Drivers on the RFK, Throgs Neck, Bronx-Whitestone Bridge, Hugh L. Carey Tunnel and Queens Midtown Tunnel could see their E-ZPass rate jump from $4.80 to $5.30, while those paying with cash could have to pay a dollar more than they do now. The current rate is $6.50.
Commuters on the Henry Hudson Bridge currently pay $2.20 with E-ZPass, but would have to shell out $2.43 under the proposed plan. Those without E-ZPass would have to pay $5 instead of the current $4.
At a news conference at MTA headquarters today, Lhota addressed charges that those who use commuter railroads are getting hit harder than subway or bus riders.
“Anybody who believes that the Long Island Railroad or Metro-North Railroad are subsidizing the subway system or bus system is completely wrong,” he said, noting that they operate separately.
He also pointed out that subway and bus fares cover a greater portion of trip costs than commuter rail fares.
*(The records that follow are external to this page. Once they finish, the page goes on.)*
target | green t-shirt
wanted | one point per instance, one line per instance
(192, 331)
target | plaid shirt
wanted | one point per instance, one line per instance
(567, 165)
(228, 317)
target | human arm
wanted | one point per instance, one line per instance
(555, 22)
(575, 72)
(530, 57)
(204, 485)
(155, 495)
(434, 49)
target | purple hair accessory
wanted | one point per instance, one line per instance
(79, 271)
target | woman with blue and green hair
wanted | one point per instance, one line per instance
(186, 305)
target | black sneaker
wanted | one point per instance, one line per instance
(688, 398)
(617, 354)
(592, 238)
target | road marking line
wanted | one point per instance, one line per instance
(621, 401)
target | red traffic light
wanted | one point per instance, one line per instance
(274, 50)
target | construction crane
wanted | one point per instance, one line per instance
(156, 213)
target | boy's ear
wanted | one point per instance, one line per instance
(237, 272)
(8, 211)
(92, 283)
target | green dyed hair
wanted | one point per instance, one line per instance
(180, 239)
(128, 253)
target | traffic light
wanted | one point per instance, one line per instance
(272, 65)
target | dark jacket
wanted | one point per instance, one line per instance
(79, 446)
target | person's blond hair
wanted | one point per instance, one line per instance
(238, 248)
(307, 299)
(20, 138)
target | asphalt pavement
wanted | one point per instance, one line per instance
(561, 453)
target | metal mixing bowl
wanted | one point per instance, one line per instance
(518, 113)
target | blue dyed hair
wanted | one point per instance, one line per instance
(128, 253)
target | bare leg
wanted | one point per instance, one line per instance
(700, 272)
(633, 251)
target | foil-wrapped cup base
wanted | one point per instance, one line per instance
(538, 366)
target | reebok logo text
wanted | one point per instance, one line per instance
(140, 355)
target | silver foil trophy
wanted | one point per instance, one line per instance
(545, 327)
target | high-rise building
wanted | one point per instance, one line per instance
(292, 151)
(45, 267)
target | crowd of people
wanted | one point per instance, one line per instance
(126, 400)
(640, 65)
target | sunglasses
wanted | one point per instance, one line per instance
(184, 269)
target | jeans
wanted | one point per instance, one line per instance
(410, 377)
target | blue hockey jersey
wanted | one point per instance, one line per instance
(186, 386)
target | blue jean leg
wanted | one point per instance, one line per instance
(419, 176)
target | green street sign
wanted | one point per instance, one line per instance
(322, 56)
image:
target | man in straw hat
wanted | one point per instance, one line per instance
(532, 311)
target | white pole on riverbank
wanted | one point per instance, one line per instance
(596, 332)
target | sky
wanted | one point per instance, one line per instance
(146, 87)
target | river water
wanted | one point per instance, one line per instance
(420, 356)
The commuter railroads receive bigger state subsidies than the rest of the transit system, Lhota said.
The MTA said the increases are expected to generate $450 million in revenue a year, with $78 million of it coming from Metro-North and Long Island Railroad. New York City Transit will provide $277 million, while rate hikes on the bridges and tunnels will generate $102 million.
The agency will hold a series of public hearings on the proposals before they go before the MTA board for a vote on Dec. 19.
A complete list of fare hike proposals based on station will be available on MTA.info later today, officials say.